Wellp, looking at the different facets, looks like acousticness and instrumentalness has increased, just as suspected. But valence (positive emotion) has decreased, hitting a low in 2020! Whether or not I was actually sadder on average each day of 2020 is another story…

Here’s a closer look via some bar plots. The general trend is that everything has decreased for each feature except acousticness and instrumentalness. Loudness has decreased though, which maybe just means I’m getting older… or more sensitive to loud music. But it makes sense if you think about the increase in acousticness.

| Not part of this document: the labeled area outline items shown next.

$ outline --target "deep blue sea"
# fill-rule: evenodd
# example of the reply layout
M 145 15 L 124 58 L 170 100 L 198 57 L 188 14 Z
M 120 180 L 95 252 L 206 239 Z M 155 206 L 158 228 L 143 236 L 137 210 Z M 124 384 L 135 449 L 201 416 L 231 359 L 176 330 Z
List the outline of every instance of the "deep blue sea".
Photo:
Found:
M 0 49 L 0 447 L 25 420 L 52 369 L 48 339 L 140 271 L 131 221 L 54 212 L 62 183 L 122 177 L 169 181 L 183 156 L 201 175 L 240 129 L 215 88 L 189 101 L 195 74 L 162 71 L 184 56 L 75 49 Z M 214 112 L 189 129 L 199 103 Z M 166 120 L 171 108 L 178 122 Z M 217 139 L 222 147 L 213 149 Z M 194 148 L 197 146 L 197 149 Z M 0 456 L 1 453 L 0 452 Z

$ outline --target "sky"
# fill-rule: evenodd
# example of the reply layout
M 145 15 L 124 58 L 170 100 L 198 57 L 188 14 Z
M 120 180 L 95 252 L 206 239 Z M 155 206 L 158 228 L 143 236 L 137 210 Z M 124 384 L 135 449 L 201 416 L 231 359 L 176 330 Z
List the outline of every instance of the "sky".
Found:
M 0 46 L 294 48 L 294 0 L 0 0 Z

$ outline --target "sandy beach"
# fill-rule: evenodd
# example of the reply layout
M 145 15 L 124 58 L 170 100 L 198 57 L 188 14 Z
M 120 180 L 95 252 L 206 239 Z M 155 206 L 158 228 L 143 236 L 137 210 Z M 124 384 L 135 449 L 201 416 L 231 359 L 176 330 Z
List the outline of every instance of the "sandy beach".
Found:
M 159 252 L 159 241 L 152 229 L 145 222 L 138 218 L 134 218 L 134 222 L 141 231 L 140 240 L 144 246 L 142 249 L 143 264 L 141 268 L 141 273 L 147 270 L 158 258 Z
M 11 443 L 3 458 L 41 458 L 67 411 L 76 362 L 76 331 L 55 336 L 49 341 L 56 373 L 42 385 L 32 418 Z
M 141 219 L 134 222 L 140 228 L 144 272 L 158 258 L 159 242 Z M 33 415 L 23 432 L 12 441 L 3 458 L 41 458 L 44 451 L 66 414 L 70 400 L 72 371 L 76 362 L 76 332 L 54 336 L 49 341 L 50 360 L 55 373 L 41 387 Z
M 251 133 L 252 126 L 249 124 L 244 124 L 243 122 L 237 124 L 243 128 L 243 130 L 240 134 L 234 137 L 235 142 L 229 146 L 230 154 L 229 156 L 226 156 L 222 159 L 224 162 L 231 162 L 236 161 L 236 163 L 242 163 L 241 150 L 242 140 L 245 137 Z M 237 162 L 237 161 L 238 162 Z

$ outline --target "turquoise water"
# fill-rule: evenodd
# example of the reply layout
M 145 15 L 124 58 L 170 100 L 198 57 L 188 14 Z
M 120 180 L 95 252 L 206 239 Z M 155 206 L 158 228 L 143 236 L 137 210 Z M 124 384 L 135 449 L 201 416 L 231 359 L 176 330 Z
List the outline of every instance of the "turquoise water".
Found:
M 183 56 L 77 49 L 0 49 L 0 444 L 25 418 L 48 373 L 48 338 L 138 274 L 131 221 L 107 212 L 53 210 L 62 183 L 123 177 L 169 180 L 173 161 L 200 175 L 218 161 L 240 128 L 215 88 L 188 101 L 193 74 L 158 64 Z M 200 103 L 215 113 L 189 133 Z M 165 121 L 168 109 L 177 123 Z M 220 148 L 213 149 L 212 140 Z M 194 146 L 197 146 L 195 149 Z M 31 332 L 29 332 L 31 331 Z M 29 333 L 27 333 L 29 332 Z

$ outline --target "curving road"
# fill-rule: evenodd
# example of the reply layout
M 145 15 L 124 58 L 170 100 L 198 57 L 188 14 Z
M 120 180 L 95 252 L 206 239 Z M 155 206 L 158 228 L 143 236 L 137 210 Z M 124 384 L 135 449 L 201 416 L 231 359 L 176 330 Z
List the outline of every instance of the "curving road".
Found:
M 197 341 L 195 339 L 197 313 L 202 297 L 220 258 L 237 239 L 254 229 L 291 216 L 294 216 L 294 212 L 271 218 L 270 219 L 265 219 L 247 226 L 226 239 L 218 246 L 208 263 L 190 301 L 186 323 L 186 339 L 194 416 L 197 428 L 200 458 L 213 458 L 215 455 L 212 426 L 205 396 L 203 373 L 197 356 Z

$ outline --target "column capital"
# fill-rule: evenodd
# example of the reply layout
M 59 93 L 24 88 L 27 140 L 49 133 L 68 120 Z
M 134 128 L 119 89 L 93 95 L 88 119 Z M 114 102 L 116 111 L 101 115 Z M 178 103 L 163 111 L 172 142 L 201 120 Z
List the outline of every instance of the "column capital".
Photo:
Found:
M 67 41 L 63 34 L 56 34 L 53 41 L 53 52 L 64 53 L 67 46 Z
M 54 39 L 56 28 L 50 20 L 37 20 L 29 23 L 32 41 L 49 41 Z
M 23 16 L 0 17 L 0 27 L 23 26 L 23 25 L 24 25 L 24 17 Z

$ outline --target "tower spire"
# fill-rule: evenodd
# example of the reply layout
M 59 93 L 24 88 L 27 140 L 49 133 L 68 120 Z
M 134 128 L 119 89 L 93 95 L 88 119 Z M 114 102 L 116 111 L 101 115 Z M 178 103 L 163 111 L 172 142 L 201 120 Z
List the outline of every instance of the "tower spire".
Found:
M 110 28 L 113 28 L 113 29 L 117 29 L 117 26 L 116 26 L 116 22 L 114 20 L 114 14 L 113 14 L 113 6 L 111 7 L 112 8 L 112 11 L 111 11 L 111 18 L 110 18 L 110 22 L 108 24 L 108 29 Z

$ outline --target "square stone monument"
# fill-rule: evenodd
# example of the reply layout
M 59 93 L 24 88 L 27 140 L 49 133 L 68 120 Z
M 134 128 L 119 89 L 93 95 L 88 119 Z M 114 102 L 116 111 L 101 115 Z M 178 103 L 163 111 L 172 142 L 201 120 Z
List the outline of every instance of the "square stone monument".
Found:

And numbers. Voilà, une table.

Features 2016 2017 2018 2019 2020
acousticness 0.24 0.28 0.39 0.48 0.56
danceability 0.59 0.62 0.56 0.53 0.49
energy 0.63 0.62 0.52 0.49 0.42
instrumentalness 0.12 0.11 0.18 0.24 0.52
liveness 0.18 0.15 0.17 0.15 0.14
loudness -7.41 -8.07 -10.11 -11.85 -13.37
speechiness 0.09 0.07 0.06 0.04 0.04
tempo 122.08 123.69 121.12 121.26 116.32
valence 0.45 0.48 0.41 0.42 0.31

Inconclusive Conclusions

I’d say from personal experience that this trend toward increased acousticness and instrumentalness is a general feature of widened musical taste. I imagine it’s also associated with more bouts of work and study sessions, especially in 2020 given I started graduate school. But I also discovered more music of an acoustic, instrumental nature (Olafur Arnalds, City of the Sun, Max Richter) which I played HEAVILY on repeat while slacklining and rollerblading, two new hobbies I picked up over the summer. My love of fingerpicking on guitar probably has an influence on that too.

As for the valence, well, let’s find out next year if that changes. I don’t actually feel like my subjective experience of days are all too different from the previous years, although some days are definitely lonelier. In moments like those I often turn to music. What the data doesn’t capture is the upswing in mood I feel from that form of connection. And don’t worry, I’m still dancing in my kitchen.